»Das Gesamtbild ist düster« US-Generalinspekteur rechnet mit amerikanischer Afghanistan-Politik ab

US-Soldat an einer Militärbasis der afghanischen Armee (Archivbild): »Viele Fehler sind auf die vorsätzliche Nichtbeachtung von Informationen zurückzuführen«
Foto: Omar Sobhani/ REUTERSDie US-Regierung hat während ihres Einsatzes in Afghanistan einem Bericht zufolge wenig Kenntnis über das Land gehabt und deswegen zahlreiche Fehlentscheidungen getroffen. »Die Unkenntnis der vorherrschenden sozialen, kulturellen und politischen Gegebenheiten in Afghanistan hat erheblich zu den Fehlern auf strategischer, operativer und taktischer Ebene beigetragen«, hieß es in einem Bericht des US-Generalinspekteurs für den Wiederaufbau in Afghanistan (Sigar).

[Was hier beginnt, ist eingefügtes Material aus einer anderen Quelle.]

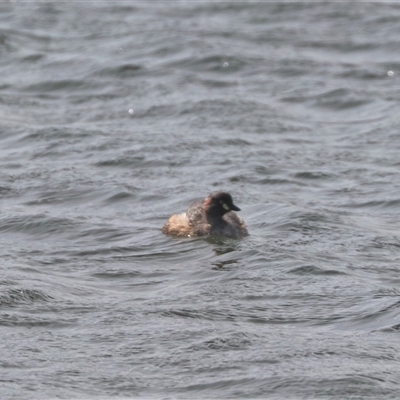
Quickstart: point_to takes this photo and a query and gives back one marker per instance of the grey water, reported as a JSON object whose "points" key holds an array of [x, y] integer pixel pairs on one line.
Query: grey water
{"points": [[115, 115]]}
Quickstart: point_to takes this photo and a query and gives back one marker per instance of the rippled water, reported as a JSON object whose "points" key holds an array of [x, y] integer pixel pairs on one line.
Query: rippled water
{"points": [[114, 115]]}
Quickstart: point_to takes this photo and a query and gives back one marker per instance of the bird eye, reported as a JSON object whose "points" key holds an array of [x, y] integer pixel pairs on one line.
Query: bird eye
{"points": [[225, 206]]}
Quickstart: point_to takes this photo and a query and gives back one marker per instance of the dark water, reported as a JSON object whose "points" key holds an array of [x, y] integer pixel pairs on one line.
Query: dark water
{"points": [[115, 115]]}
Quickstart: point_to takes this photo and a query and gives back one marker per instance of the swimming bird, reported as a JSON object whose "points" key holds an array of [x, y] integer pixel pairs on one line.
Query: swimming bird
{"points": [[212, 216]]}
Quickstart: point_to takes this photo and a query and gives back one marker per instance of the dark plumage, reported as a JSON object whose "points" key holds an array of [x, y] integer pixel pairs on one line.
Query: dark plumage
{"points": [[212, 216]]}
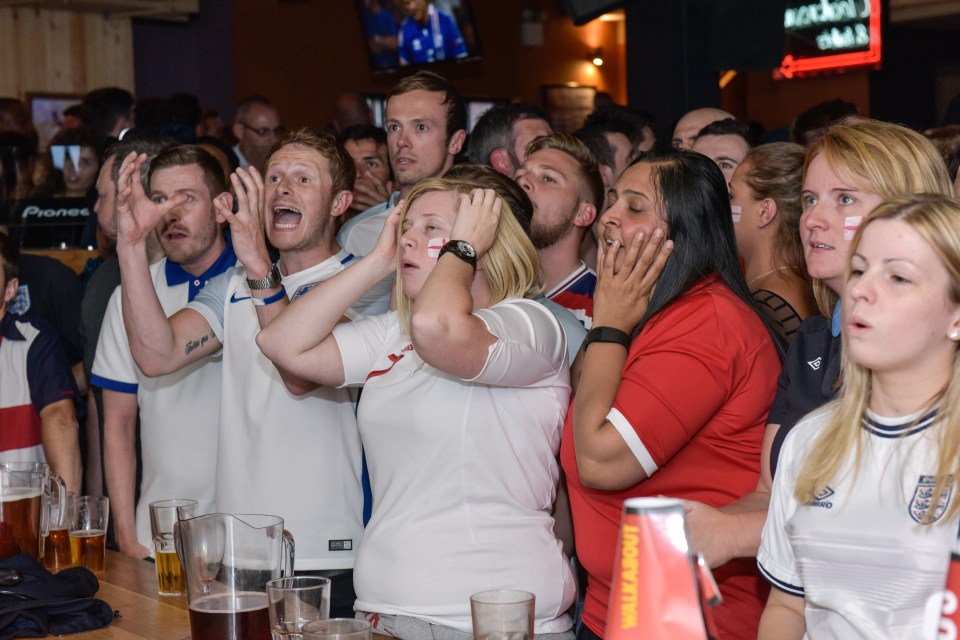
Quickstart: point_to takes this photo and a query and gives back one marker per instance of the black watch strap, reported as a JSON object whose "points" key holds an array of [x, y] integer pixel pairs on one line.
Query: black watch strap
{"points": [[462, 250], [607, 334]]}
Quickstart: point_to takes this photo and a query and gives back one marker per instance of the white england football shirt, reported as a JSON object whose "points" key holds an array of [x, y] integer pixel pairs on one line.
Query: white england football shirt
{"points": [[297, 457], [178, 412], [858, 554]]}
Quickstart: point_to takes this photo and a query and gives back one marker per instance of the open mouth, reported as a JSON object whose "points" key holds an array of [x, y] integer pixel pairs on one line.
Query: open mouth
{"points": [[286, 218], [173, 234]]}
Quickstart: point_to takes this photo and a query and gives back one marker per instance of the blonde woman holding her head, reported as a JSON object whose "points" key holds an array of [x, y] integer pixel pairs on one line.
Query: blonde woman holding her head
{"points": [[847, 173], [884, 453], [466, 386]]}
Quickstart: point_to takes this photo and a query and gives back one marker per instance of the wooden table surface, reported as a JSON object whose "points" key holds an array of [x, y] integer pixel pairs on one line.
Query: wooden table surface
{"points": [[130, 587]]}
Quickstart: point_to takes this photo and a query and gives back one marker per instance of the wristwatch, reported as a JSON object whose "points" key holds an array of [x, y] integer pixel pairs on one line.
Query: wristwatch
{"points": [[269, 281], [463, 250], [607, 334]]}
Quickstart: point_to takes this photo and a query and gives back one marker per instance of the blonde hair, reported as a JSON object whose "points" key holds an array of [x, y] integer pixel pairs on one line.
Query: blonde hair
{"points": [[937, 219], [511, 267], [883, 158]]}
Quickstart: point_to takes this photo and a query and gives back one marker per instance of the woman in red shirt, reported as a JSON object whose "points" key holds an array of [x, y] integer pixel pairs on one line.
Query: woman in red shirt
{"points": [[676, 377]]}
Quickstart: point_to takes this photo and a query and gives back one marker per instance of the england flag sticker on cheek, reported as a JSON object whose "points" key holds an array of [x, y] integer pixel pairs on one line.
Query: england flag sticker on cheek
{"points": [[434, 245], [850, 225]]}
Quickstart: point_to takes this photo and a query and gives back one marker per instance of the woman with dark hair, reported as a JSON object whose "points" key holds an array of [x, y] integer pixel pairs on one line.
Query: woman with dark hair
{"points": [[765, 200], [75, 158], [676, 375]]}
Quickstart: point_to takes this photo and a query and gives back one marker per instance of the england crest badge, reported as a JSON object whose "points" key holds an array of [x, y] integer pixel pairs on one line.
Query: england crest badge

Die US-Regierung sei zum Beispiel fälschlicherweise davon ausgegangen, dass die Herausforderungen mit Blick auf Staatsführung im Irak und Afghanistan ähnlich seien. »Tatsächlich waren sie es nicht«, heißt es in dem Bericht. Die Autorinnen und Autoren nennen auch ein Beispiel für verfehlte Planung: Die Konstruktion einiger von den USA finanzierter Schulen habe für die Installation des Daches einen Kran vorgesehen. »Aber Kräne konnten in dem bergigen Gelände, das für viele Teile des Landes charakteristisch ist, nicht eingesetzt werden«, heißt es.
Die Fehleinschätzung des sozialen und politischen Umfelds in Afghanistan durch die US-Regierung hätte zur Folge gehabt, dass Initiativen zur Stabilisierung und zum Wiederaufbau des Landes nur unzureichend an den lokalen Kontext angepasst worden seien. »Viele Fehler sind auf die vorsätzliche Nichtbeachtung von Informationen zurückzuführen, die möglicherweise vorhanden waren.« Dem Bericht zufolge sind Milliarden US-Dollar verschwendet worden, weil finanzierte Projekte gescheitert sind.
Die Forderung nach schnellen Fortschritten hätte dazu geführt, dass kurzfristig Projekte umgesetzt worden seien, die gar nicht den Möglichkeiten Afghanistans oder der afghanischen Regierung entsprachen. Darüber hinaus habe die weit verbreitete Korruption zu Verschwendung und Missbrauch von US-Geldern geführt. 20 Jahre später habe sich vieles in Afghanistan verbessert – vieles aber auch nicht. »Wenn es das Ziel war, ein Land wiederaufzubauen und zu hinterlassen, das sich selbst erhalten kann und die nationalen Sicherheitsinteressen der USA kaum bedroht, dann ist das Gesamtbild düster.«
Der Nationale Sicherheitsberater von US-Präsident Joe Biden, Jake Sullivan, hat die Arbeit wie auch den Abzug der amerikanischen Truppen aus Afghanistan verteidigt. Die USA hätten 20 Jahre lang ihr Blut, ihren Schweiß, ihre Tränen für das Land gegeben und die Afghanen ausgebildet und ausgerüstet, damit sie in der Lage seien, für sich selbst zu kämpfen, sagte Sullivan. »Irgendwann war es an der Zeit für die Vereinigten Staaten zu sagen, dass das afghanische Volk selbst für sich einstehen muss.« Die US-Regierung sei sich bewusst gewesen, dass der Abzug womöglich darin enden könnte, dass die Taliban wieder an die Macht kommen. Man habe aber das Tempo ihres Vormarsches nicht vorhergesehen.
Sullivan argumentierte, es wäre eine signifikante Aufstockung der US-Truppen nötig gewesen, um den Vormarsch der Taliban zu stoppen. Weitere amerikanische Soldaten hätten ihr Leben geben müssen. Der US-Präsident sei dazu nicht bereit gewesen.